Food stamps make sense at farmers' markets. Food stamps make sense in the Farm Bill.

6 Comments

  1. Deb Geelsdottir 2013.11.13

    Absolutely!

  2. Jerry 2013.11.13

    Thanks CAH for the audio of Nelson's nonsense regarding the separation of food stamps from the farm bill. It amazes me more each day the complete lack of business sense these new republicans have regarding the very nature of what makes our business registers light up with purchases. You can go into any grocery store that accepts EBT and see that they are selling merchandise that comes directly from farms and ranches (that is why they are called food stamps Mr. Nelson). One of the things that you will not see is a venue that has the EBT access that does not sell beef as well as grocery items. What do these new republicans have against legitimate business interests? Each sale of food items goes directly into the pockets of ag producers including ranchers. By hurting and hating the poor, they will be making ranch and ag producers poor as well and put them in the same predicament of needing SNAP. It has happened before.

    What the people on SNAP need is better access to good freshly grown food. In fact, it could even open up a thriving small business ag business that would grow the produce for those sales as in greenhouses for year round production. Beef producers as well as lamb and pork producers could put their products up for EBT sales at these farmers markets as well. New republicans just are clueless on how to start business interests, totally clueless. Instead, they want to eliminate competition, the very backbone of capitalism. To add further insult to injury, new republicans want you to give to ranchers that had losses. They do not want to pass a FARM BILL, they want you to have the responsibility of the new republicans failure to do their jobs and they all support one another in that failure. Vote anyone but a new republican, as they are unfit for duty to govern.

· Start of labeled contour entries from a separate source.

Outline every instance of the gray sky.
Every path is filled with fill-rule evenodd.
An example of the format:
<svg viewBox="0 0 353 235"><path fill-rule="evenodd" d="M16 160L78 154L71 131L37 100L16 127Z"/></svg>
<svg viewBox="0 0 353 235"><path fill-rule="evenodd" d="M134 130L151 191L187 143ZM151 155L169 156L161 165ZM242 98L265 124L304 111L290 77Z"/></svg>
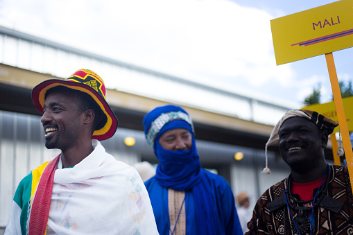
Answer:
<svg viewBox="0 0 353 235"><path fill-rule="evenodd" d="M270 20L334 1L0 0L0 25L298 108L318 84L331 101L325 55L276 66ZM334 53L339 80L352 53Z"/></svg>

  3. Kevin Weiland 2013.11.14

    Good Post, Cory. You drummed up an article I wrote in 2010. I still have the Twinkie sitting on my shelve in the office.
    Interesting though, we never really started talking about childhood obesity, until several years after the Freedom to Harm Act...I mean, Farm act of 1996. I was clueless about the subject until I was called to the Emergency Room as I was the City Physician on call to admit patients. It was a 15 year old with new diagnoses of Diabetes, high blood pressure and high cholesterol. Yes, he was morbidly obese. I am an Internist (Physician for Adults) I told the ED Doc requesting my help. The Pediatrician on call at the time was not used to treating all of these comorbid diseases in one patient, so they deferred the teen to my service. Today, treating adult diseases in children as a result of childhood obesity is pretty much routine for all pediatrician's.

  4. caheidelberger Post author | 2013.11.14

    That article stuck in my mind, Kevin, because it made such a compelling point: farm policy needs to be food policy. A farm bill that looks only at the bottom line for farmers floods the market with cheap, unhealthy food. Why pay farmers to grow stuff that's not good for us?

    Jerry gets it: instead of subsidizing on the supply end, why not subsidize on the demand end? Help hungry people buy more good food. I can't think of a simpler, more logical, and more moral food policy than that.

  5. Deb Geelsdottir 2013.11.14

    Jerry, I think the corrupt Republicans don't care about business. They care about feeding their sociopathic, obscenely rich benefactors so that the politician's personal gravy train keeps running, even picking up speed!

  6. joseph g thompson 2013.11.14

    Mr. Weiland,
    In your opinion is the primary purpose of SNAP to help the farmer or help low income people eat. If the primary purpose is to help the farmer then it belongs in the ag bill, but if the primary purpose is to help low income people, then maybe it belongs in the HHS budget.